Alex Kapter
- Kapter in 1946

No. 39
- Position: Guard

Personal information
- Born: March 26, 1922 Waukegan, Illinois, U.S.
- Died: July 25, 2005 (aged 83) Thousand Oaks, California, U.S.
- Listed height: 6 ft 0 in (1.83 m)
- Listed weight: 205 lb (93 kg)

Career information
- High school: Waukegan
- College: Northwestern
- NFL draft: 1944 (21st round, 211th overall pick)

Career history
- Cleveland Browns (1946);

Awards and highlights
- AAFC champion (1946); Second-team All-Big Ten (1943);

Career NFL statistics
- Games played: 6
- Stats at Pro Football Reference

= Alex Kapter =

American football player (1922–2005)

Alexander Joe Kapter (March 26, 1922 – July 26, 2005) was an American professional football player who was a guard for one season with the Cleveland Browns of the All-America Football Conference (AAFC).

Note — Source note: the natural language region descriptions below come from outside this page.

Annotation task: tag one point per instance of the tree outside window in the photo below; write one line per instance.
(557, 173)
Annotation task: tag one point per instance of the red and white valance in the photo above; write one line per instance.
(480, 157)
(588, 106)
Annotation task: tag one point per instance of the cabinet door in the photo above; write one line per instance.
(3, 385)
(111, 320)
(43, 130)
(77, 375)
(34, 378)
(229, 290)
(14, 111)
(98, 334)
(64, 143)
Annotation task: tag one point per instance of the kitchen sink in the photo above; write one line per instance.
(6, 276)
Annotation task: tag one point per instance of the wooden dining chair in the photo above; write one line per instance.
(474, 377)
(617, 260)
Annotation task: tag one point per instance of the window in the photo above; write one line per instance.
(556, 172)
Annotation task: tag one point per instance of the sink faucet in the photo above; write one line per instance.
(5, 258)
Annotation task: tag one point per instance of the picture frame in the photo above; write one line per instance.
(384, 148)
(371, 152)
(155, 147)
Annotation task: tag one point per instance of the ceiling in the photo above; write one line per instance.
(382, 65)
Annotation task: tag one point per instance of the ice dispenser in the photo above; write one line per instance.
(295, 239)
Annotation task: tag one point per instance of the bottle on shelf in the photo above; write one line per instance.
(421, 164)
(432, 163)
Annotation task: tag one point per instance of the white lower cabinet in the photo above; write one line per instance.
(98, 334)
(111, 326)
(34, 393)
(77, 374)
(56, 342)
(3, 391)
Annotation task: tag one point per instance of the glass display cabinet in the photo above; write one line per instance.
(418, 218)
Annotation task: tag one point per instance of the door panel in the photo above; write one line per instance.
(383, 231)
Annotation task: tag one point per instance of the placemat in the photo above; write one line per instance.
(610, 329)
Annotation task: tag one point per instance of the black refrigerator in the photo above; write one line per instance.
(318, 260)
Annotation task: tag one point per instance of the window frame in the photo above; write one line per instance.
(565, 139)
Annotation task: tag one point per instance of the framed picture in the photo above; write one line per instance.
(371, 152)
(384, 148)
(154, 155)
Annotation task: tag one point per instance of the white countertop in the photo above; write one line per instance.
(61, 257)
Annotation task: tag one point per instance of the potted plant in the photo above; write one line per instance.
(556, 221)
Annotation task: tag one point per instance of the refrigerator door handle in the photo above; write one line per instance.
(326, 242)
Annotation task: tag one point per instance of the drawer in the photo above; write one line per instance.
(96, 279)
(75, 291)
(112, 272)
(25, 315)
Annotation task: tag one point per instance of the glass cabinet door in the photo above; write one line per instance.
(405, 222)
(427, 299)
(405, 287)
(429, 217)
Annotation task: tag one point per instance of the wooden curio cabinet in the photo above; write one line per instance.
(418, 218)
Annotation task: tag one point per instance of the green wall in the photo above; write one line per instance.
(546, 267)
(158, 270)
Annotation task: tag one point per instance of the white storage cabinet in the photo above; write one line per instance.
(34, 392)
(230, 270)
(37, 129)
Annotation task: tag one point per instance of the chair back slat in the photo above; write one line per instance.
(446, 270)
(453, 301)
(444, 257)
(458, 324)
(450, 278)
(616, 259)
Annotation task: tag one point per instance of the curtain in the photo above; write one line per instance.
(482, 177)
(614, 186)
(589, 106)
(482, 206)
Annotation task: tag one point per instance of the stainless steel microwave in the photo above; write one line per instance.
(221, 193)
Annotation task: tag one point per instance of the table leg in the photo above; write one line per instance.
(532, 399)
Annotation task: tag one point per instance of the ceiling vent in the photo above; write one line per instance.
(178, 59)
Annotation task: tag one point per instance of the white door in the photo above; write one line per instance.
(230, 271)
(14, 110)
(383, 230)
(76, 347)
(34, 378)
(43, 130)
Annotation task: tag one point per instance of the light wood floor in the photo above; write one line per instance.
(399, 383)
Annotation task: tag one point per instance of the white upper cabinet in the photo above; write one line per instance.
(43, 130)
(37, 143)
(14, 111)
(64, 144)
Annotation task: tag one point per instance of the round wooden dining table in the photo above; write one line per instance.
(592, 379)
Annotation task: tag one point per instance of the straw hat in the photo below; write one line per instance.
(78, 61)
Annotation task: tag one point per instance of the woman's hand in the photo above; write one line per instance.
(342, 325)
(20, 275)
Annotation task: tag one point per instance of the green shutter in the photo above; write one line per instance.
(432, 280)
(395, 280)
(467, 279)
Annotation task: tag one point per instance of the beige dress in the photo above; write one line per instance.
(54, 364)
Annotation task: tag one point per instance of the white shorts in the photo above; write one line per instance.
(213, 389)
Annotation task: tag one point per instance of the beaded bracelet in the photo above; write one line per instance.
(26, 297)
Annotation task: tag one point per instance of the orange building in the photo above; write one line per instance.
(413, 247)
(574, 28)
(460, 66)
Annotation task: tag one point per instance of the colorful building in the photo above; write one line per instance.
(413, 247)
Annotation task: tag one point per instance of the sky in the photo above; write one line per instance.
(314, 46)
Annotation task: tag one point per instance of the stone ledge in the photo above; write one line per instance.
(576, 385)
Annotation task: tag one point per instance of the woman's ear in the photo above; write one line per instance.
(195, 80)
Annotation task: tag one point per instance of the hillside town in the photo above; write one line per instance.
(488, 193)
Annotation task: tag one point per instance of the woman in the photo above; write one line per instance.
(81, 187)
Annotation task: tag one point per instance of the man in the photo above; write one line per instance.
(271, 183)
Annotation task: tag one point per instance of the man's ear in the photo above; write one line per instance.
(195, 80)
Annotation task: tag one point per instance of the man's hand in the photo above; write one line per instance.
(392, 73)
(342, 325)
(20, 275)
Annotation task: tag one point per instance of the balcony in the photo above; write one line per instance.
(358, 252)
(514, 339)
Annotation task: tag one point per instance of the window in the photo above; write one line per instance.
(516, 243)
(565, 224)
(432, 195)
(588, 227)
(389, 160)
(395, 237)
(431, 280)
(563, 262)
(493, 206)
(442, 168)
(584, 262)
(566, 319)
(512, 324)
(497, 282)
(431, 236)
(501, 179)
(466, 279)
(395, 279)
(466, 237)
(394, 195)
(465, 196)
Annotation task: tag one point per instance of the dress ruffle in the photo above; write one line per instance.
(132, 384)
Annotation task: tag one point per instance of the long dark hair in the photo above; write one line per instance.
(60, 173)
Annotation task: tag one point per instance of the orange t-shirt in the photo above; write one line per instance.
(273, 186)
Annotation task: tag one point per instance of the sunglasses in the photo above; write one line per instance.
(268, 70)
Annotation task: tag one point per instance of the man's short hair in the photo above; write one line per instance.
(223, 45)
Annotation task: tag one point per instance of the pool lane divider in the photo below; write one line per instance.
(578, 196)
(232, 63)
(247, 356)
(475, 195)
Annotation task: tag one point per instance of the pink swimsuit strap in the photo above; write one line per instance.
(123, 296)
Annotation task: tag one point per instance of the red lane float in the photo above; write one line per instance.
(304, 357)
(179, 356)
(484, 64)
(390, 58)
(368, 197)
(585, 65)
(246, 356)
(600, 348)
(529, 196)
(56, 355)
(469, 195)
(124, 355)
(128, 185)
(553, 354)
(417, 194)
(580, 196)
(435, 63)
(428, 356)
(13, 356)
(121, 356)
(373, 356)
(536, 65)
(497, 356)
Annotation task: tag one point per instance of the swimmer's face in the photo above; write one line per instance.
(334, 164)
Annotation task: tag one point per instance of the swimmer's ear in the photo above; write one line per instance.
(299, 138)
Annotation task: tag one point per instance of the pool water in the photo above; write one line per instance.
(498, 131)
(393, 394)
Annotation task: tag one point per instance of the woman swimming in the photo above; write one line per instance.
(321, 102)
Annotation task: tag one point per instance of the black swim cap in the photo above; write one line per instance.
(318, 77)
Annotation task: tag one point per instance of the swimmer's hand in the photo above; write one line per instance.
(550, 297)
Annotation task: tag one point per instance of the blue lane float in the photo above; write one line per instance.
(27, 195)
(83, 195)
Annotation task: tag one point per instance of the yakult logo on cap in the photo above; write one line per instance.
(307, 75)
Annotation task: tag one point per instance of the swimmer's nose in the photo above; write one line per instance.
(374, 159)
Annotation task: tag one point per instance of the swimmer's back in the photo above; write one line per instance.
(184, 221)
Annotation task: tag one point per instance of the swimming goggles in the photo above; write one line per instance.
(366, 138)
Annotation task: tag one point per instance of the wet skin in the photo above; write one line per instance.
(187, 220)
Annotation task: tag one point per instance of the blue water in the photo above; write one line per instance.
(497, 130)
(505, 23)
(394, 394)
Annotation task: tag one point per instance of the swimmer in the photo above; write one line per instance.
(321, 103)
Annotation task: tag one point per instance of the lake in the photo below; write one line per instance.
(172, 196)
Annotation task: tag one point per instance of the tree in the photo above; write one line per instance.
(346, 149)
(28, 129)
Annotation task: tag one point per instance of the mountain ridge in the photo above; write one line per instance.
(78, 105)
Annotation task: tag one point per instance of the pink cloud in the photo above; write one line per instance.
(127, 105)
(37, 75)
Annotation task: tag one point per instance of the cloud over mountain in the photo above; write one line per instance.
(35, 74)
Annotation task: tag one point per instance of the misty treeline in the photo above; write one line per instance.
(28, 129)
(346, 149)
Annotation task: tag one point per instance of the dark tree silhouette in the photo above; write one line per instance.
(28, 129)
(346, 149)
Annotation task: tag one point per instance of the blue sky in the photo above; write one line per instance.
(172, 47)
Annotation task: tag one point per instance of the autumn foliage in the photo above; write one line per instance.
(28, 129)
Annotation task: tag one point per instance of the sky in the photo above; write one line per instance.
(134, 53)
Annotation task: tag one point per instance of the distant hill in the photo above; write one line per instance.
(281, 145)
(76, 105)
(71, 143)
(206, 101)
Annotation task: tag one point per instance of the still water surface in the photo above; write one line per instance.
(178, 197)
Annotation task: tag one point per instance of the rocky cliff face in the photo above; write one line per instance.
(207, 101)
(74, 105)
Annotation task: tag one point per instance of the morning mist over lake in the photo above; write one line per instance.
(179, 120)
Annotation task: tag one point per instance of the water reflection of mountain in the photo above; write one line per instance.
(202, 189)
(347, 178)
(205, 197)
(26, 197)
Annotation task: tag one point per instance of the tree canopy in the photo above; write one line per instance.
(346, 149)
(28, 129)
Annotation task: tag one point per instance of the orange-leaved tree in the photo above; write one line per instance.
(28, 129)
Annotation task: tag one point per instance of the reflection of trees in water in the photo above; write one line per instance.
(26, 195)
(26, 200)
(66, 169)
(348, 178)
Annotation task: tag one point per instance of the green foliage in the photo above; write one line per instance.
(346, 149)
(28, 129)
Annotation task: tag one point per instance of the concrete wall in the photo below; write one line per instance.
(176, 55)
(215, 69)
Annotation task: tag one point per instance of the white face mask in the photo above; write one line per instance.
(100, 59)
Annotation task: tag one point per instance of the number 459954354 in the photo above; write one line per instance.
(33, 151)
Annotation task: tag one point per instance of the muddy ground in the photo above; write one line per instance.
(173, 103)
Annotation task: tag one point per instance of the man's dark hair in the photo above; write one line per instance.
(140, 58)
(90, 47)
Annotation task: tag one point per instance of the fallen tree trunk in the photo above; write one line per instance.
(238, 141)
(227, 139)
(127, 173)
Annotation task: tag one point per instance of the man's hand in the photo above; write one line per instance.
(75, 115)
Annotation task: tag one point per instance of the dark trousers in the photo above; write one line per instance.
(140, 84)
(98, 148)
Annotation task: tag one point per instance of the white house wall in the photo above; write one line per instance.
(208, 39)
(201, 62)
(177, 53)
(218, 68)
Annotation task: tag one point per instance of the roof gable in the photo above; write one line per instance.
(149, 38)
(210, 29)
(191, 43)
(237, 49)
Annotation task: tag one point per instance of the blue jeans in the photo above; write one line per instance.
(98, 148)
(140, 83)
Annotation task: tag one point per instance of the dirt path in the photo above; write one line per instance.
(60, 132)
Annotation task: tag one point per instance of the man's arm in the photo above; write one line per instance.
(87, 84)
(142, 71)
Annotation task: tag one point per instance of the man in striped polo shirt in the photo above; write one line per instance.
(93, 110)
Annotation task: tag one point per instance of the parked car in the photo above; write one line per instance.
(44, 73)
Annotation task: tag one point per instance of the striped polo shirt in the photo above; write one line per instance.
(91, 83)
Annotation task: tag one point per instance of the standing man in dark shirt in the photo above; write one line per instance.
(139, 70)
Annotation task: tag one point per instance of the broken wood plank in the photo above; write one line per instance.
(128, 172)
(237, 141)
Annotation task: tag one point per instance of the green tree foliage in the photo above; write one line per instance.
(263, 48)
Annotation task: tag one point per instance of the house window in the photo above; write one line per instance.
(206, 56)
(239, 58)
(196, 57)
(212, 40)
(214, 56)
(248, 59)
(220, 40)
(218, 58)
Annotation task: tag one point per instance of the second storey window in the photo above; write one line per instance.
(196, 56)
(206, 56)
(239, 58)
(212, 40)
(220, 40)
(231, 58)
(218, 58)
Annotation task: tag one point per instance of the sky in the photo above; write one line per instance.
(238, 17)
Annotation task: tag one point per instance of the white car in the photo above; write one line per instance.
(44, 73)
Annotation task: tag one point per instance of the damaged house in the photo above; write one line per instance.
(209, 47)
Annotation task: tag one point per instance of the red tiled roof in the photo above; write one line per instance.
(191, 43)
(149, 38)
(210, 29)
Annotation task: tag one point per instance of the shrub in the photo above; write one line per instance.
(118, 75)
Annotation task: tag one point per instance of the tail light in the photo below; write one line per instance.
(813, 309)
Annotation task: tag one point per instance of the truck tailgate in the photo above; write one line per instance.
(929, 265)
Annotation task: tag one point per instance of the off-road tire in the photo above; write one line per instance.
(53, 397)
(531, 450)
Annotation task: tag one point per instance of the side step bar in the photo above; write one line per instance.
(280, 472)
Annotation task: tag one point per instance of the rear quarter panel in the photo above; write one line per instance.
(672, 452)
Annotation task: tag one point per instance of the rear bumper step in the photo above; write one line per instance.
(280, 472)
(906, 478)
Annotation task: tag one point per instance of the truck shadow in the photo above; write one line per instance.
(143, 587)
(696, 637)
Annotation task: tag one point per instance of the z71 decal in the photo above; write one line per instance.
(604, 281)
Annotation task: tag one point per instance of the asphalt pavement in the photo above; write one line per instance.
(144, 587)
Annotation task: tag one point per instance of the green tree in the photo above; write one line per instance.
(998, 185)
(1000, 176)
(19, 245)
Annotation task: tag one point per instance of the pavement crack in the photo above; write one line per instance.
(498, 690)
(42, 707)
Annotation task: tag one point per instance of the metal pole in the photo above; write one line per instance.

Kapter played college football for the Northwestern Wildcats and joined the Browns after a stint in the U.S. Navy during World War II. Cleveland won the AAFC championship in 1946, his only season as a professional football player.

==College career==

Kapter attended Northwestern University, where he played for the Wildcats. He started play as a sophomore year in 1941, but only became the team's regular left guard in 1942. Kapter entered the U.S. Navy in 1943, but was allowed to stay at Northwestern along with the football team's quarterback, Otto Graham, to finish the season. Kapter played in the College All-Star Game in 1943 and was named to the team again in 1944. The Navy barred him from participating in the 1944 game, however, because of a rule that disallowed any activity that would require an absence of 48 hours or more.

==Professional career==

Kapter was selected in the 21st round of the 1944 NFL draft by the Detroit Lions, but military service delayed his entry into the professional ranks. He signed in 1946 to play for the Cleveland Browns, a team under formation in the new All-America Football Conference. Otto Graham, Kapter's teammate at Northwestern, also signed with the Browns. During the 1946 season, Kapter alternated on occasion with Bill Willis at right guard when Willis came down with strep throat. The Browns won the AAFC championship that year.